Diiringi irama yang begitu lembut dan merdunya,kami saling menatap, tangannnya di pinggul dan bahuku seperti hendak melindungku. Aku ingin percaya bahwa aku bisa mencoba untuk mencintainya, bukannya larut dalam kebingungan dan misteri yang terus menerus bermain di otakku. Aku ingin agar aku bisa menikmati kebersamaan kami, selamanya, melupakan apa yang menjadi ramalan yang seharusnya kuselesaikan. Tidak! Ramalan itu tidak nyata, itu hanya sesuatu yang menarik, seperti zodiak atau kata-kata dari kartu tarot, itu saja! Yang nyata adalah apa yang ada di depan mata, masa lalu hanyalah baying-bayang, dan masa depan walau harapan, tapi akan diwujudkan dengan apa yang kita miliki sekarang bukan yang belum tentu ditemui. Aku membulatkan tekad, semua akan baik-baik saja selama aku dengan Emile, kupastikan Emile-lah yang kuinginkan untuk kuhabiskan waktu bersama, seperti sebuah ciuman hangat yang saat ini tengah dinikmati bibirku, saat bibir beraroma mint-nya melumatkannya dengan lembut, aku mencoba menikmatinya, mencoba, mencoba, mencoba, merasakannya; hangat, lembut, manis, tidak tawar seperti yang dibisikkan kepalaku. Ciuman yang manis dan lembut seperti ciuman yang seharusnya, aku membalasnya dan kurasakan saat menjilat bibirku sendiri, terasa seperti sebuah cream di atas cupcake yang manis. Aku ingin larut dalam ciuman ini, seperti Emile yang begitu menikmatinya. Nyaris larut di dalamnya tapi tiba-tiba tersadar, saat Emile membisikkiku
“Maukah kau….”
Namun, kata-kata itu menggantung begitu saja hingga semuanya terasa melambat, saat sebuah tembakan terdengar begitu tiba-tiba, kurasakan ada yang basah mengalir di kulit lenganku, Oh Tuhan, darah! Bukan padaku, tapi mengalir dari bahu Emile yang merintih, aku mengedarkan pandangan mencoba melihat ke sekeliling, seorang pria dengan tuxedo hitam dan topeng perak dengan pistol di tangannya, alih-alih berlari menjauh, dia malah mendatangi kami.

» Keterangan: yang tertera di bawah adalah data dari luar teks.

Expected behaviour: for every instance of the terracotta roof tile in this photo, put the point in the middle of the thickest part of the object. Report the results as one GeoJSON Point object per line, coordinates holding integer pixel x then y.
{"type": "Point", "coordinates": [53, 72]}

Semuanya terasa membeku, dan histeria, panik dan cemas seakan menghentikan segalanya, tapi tidak langkah pria itu dan juga ketakutanku, pria itu datang menarik tanganku kasar, membuatku melepaskan pelukan dari Emile yang sekarat, Emile menyebut namaku lirih, tapi aku seolah tak sadarkan diri, saat diseret dan diajak berlari.